Malaysia Bakong, bawang hutan [5]
English Crinum lily, poison bulb [5]
Indonesia Bakung (General); kajang-kajang (Palembang); fete-fete (Ternate) [5]
Philippines Bakong (General); agabahan (Bisaya); biliba (Subanun) [5]
Thailand Phlapphueng (Central); lilua (Northern) [5]
Vietnam N[as]ng hoa tr[aws]ng, t[or]i voi, l[as] n[as]ng [5]
Papua New Guinea Morabau (Kabulula, Trobriand Islands); didil (Lesu, New Ireland); pokaan (Western Highlands) [5]
France Crinole asiatique [5].

Description

Crinum asiaticum is a member of the Amaryllidaceae family. It is a bulbous herb with the bulb size from 5-10 cm diameter. The leaves are linear-lanceolate, shortly acuminated 50-70 cm long, narrow with a sheathing base. The flowers are white and fragrant at night. The fruits are subglobose, capsules bursting irregularly and contain 1-2 seeds [4].

Distribution

Tropical asia [1].

Plant Use

C. asiaticum has multiple uses in traditional medicine or tropical Asia where it is commonly found in the coastal region. It is essentially used to treat inflammatory conditions due to infection and trauma.

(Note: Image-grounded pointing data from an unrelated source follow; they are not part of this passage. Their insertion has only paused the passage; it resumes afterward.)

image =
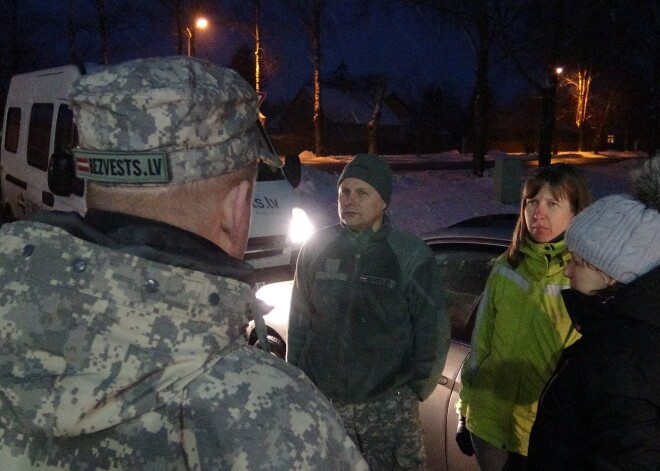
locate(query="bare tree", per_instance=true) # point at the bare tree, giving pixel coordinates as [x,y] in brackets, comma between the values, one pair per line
[580,86]
[482,22]
[310,14]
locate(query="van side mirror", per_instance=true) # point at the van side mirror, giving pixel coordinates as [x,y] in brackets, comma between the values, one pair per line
[61,174]
[292,170]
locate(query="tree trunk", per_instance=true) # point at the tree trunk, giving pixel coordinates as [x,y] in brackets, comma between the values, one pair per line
[547,124]
[318,106]
[481,95]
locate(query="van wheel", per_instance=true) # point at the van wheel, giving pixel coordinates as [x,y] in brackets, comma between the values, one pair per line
[275,342]
[6,215]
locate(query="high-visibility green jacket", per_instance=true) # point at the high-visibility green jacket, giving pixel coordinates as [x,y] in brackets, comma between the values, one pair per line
[521,329]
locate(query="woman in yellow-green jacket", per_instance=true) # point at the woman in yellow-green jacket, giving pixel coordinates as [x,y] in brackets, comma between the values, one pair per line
[522,325]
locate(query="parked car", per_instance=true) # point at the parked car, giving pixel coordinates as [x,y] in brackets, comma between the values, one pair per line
[464,253]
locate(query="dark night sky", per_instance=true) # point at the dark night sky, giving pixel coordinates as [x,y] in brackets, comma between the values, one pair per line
[412,50]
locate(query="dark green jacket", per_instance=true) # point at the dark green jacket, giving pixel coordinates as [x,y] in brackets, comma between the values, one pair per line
[366,315]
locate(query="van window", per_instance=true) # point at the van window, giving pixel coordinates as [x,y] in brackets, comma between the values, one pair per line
[13,129]
[66,134]
[268,174]
[39,135]
[66,138]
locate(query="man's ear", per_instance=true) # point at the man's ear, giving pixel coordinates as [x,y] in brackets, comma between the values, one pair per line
[236,212]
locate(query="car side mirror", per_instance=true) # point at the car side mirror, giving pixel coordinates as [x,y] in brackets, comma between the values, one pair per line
[292,170]
[61,174]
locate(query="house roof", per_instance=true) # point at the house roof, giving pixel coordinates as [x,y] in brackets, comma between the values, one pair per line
[341,107]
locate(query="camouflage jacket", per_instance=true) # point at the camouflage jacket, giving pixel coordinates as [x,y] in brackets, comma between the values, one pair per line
[110,360]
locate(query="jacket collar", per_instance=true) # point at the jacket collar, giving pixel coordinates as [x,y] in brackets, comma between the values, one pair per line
[155,241]
[550,258]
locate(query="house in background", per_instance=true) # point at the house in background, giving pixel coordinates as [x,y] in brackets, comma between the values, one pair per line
[346,114]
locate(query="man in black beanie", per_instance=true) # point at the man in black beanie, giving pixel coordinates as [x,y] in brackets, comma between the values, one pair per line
[366,321]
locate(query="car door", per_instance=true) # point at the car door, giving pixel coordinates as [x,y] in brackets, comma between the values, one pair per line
[464,268]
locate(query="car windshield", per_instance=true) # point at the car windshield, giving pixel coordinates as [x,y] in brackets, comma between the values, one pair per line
[464,269]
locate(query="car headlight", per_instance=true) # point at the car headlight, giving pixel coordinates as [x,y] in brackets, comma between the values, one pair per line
[301,227]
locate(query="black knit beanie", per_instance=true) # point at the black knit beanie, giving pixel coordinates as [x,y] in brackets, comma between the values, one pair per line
[371,169]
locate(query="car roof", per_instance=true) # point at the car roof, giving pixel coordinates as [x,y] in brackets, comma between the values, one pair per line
[493,229]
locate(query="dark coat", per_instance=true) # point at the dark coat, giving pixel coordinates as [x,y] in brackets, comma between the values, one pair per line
[366,314]
[601,408]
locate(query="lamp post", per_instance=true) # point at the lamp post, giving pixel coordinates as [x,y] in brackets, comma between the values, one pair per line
[548,94]
[200,23]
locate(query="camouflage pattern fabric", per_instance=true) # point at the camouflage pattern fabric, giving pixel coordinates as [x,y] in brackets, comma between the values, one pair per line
[111,361]
[388,432]
[201,116]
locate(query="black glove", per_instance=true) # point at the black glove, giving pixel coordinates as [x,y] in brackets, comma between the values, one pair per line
[463,438]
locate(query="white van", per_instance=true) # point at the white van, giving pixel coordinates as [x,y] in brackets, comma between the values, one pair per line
[37,139]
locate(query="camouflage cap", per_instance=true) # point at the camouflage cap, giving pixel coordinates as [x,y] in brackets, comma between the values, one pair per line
[165,120]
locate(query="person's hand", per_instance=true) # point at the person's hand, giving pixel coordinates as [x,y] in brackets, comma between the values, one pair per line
[463,437]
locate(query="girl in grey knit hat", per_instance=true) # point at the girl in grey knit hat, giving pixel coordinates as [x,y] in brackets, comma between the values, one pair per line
[600,410]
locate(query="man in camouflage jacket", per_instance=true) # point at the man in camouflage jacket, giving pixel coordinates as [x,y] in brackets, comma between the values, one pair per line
[122,333]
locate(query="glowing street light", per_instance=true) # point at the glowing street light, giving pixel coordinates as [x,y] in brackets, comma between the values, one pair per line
[200,23]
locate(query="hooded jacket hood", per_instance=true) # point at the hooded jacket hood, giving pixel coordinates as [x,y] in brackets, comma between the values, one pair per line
[638,300]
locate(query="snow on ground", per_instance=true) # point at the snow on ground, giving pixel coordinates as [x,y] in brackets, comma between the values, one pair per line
[430,199]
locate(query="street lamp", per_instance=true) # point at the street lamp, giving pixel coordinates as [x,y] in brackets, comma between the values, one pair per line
[200,23]
[548,94]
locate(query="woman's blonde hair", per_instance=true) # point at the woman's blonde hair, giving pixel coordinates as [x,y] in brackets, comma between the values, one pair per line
[564,181]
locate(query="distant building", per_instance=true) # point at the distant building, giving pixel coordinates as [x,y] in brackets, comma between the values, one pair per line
[346,115]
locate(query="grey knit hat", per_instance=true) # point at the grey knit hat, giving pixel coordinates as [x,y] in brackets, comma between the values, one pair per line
[618,234]
[165,120]
[372,169]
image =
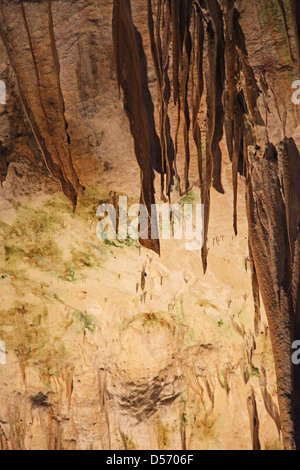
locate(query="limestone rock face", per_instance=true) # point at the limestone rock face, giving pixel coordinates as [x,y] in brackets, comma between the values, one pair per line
[149,99]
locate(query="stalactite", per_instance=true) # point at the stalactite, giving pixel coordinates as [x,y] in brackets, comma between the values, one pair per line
[132,78]
[51,136]
[207,35]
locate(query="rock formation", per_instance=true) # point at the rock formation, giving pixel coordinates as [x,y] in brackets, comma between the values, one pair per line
[191,73]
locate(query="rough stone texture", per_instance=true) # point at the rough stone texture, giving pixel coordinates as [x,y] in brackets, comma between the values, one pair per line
[211,64]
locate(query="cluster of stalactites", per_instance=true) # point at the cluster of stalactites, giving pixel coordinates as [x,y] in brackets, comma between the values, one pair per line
[196,45]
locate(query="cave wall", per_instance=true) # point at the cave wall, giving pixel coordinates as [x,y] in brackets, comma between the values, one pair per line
[234,61]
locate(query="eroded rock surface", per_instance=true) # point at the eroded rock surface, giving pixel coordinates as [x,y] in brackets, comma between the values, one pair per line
[216,69]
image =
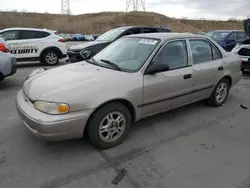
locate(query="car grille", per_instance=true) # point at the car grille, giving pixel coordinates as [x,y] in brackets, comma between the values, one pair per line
[244,52]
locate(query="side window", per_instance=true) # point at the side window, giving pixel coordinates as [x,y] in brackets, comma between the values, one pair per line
[216,53]
[10,35]
[41,34]
[241,36]
[232,36]
[149,30]
[174,54]
[201,51]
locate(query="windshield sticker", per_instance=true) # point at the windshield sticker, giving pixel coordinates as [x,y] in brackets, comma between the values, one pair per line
[148,41]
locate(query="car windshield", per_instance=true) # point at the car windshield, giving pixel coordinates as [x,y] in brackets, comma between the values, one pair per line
[110,35]
[127,54]
[217,35]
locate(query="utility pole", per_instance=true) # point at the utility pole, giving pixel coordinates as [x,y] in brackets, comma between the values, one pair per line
[65,7]
[136,4]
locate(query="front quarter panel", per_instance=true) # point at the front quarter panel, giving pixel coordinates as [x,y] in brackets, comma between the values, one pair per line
[93,94]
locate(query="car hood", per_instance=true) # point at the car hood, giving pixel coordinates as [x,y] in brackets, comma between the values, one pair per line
[246,25]
[86,44]
[68,78]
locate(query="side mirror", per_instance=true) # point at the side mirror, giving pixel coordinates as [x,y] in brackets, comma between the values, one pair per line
[85,54]
[230,41]
[157,67]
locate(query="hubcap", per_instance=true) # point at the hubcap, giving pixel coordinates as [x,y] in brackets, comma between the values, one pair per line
[221,92]
[112,127]
[51,58]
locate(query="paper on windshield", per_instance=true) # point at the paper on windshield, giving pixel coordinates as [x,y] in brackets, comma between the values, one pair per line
[148,41]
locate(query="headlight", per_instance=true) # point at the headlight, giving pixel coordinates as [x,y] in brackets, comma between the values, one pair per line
[36,72]
[51,108]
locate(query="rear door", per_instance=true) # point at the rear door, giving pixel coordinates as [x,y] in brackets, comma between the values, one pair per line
[12,37]
[172,88]
[246,25]
[230,41]
[207,67]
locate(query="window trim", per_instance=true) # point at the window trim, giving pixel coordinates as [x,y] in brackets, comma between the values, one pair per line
[160,49]
[238,32]
[210,44]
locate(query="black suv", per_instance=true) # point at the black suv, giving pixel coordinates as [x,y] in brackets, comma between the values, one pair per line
[107,38]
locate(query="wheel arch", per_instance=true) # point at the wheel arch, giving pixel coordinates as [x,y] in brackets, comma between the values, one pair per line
[51,48]
[229,78]
[125,102]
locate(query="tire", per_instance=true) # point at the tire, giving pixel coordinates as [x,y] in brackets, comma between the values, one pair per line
[50,57]
[99,122]
[218,99]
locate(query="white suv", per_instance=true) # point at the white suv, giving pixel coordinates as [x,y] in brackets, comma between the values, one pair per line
[29,44]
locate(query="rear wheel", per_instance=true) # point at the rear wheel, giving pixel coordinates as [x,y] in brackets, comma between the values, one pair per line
[220,93]
[50,57]
[109,126]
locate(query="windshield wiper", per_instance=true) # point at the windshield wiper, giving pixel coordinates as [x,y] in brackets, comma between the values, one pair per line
[111,63]
[91,60]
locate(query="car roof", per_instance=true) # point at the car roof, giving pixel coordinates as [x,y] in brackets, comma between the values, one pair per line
[26,28]
[131,27]
[227,30]
[166,36]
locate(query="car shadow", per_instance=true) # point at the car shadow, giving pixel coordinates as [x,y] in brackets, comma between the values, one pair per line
[82,144]
[38,64]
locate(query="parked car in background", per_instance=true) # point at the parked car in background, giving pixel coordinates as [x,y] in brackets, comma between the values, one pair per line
[107,38]
[29,44]
[135,77]
[227,39]
[7,61]
[79,37]
[89,37]
[243,48]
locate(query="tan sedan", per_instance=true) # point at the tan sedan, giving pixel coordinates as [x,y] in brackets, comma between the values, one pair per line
[135,77]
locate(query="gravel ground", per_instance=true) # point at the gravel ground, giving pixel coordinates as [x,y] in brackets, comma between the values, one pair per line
[194,146]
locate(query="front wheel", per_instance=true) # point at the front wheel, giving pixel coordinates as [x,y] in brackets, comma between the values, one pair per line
[220,93]
[109,126]
[50,57]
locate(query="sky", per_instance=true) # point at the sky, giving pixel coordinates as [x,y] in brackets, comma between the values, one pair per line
[192,9]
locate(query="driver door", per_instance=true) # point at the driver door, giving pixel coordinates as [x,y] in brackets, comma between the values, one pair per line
[172,88]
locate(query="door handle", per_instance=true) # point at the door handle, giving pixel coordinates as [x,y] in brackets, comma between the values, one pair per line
[187,76]
[220,68]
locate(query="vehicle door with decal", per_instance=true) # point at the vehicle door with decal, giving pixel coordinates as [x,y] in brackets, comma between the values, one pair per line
[168,79]
[12,37]
[207,66]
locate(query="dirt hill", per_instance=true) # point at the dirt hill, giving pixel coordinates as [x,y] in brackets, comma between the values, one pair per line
[101,22]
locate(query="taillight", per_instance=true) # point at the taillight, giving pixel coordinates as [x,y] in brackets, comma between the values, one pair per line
[61,40]
[3,48]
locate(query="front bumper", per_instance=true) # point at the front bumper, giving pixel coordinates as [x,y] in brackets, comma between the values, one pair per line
[13,67]
[51,127]
[74,56]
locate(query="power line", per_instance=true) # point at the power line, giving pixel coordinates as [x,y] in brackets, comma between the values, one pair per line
[136,5]
[65,7]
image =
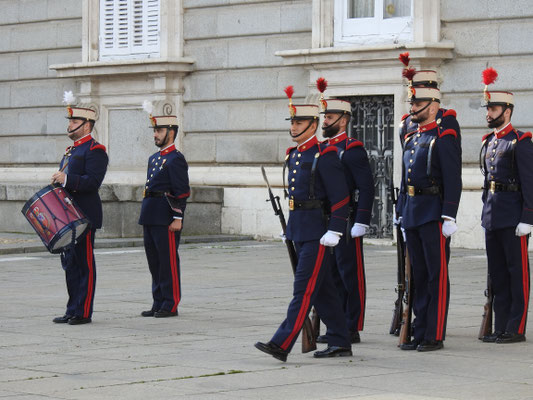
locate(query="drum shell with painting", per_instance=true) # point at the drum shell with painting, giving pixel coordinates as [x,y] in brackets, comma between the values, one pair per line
[55,217]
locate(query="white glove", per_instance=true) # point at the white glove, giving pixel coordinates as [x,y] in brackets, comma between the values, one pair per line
[522,229]
[358,230]
[448,228]
[330,239]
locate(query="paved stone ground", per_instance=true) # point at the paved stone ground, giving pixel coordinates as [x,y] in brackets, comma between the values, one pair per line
[233,295]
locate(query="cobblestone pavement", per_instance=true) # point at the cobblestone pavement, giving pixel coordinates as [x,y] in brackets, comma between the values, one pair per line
[234,294]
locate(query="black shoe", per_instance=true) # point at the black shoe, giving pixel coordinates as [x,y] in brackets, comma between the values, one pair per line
[430,345]
[273,349]
[412,345]
[508,337]
[148,313]
[322,339]
[492,337]
[354,337]
[78,320]
[62,320]
[165,314]
[333,351]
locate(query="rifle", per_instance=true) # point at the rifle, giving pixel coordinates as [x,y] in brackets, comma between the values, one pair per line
[400,289]
[405,330]
[486,322]
[308,339]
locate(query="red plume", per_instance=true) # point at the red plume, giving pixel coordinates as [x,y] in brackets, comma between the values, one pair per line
[489,76]
[404,58]
[321,84]
[409,73]
[289,91]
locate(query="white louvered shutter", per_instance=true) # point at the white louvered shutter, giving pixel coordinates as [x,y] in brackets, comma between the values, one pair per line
[129,29]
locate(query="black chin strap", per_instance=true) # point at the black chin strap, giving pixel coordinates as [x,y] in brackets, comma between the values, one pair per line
[302,132]
[74,130]
[330,125]
[499,116]
[419,111]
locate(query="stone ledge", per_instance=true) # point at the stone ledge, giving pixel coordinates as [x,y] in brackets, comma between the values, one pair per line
[123,67]
[366,54]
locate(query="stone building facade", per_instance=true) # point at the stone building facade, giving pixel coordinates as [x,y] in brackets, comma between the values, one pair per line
[221,66]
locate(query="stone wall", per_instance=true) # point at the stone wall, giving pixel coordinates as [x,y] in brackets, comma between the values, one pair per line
[234,101]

The leaves are used as external application in cases of bruising, sprains, strains and fractures of bone. The bulb is used as an emetic and a counter-irritant while the root is an emetic, a nauseant and a diaphoretic when fresh [6].

Toxic Parts

Whole plant [1].

Toxin

Lycorine and related phenanthridine alkaloids [1], crinamine, haemanthamine [2]. 

Lycorine is a glucosidic alkaloid occurring in abundance in the plant. Lycorine has cholinergic effects producing gastrointestinal effects like nausea, vominting, excessive salivation and diarrhoea. It is also a centrally acting emetic and an inhibitor of protein synthesis in eukaryotic cells, by inhibition of peptide bond formation [2].

Risk Management

Poisoning from C. asiaticum is rare. It should not pose a danger to humans and animals [1].

Clinical Findings

Toxicity is uncommon in humans. Ingestion of small amounts produce few or no symptoms. Large exposures may cause nausea, vomiting, abdominal cramping, diarrhoea, dehydration and electrolyte imbalance [1].

Management

Intravenous hydration, antiemetics, and electrolyte replacement for patients with severe gastrointestinal symptoms, particularly in children [1].

References

  1. Nelson LS, Shih RD, Balick MJ. Handbook of poisonous and injurious plants. Berlin: Springer-Verlag; 2007. p. 138-139.
  2. Burrows GE, Tyrl RJ. Toxic Plants of North America. Ames, Iowa: John Wiley & Sons; 2013. p. 752-755.
  3. The Plant List. Crinum asiaticum L. Ver1.1. c2013 [cited 2014 August 21]. Available from: http://www.theplantlist.org/tpl1.1/record/kew-303325
  4. Warrier PK. Indian Medicinal Plants: A Compendium of 500 Species Volume 2. Hyderbad: Orient Longman Private Ltd.; 1994. p. 209.
  5. Wardah. Crinum asiaticum L. In: van Valkenburg JLCH, Bunyapraphatsara N, Editors. Plant resources of South-East Asia No. 12(2): Medicinal and poisonous plants 2. Leiden, Netherlands: Backhuys Publisher; 2001. p. 196-197.
  6. Koh HL. A Guide to Medicinal Plants: An illustrated scientific and medicinal approach.  Singapore: World Scientific Publishing Co. Pte. Ltd.; 2009. p. 55-56.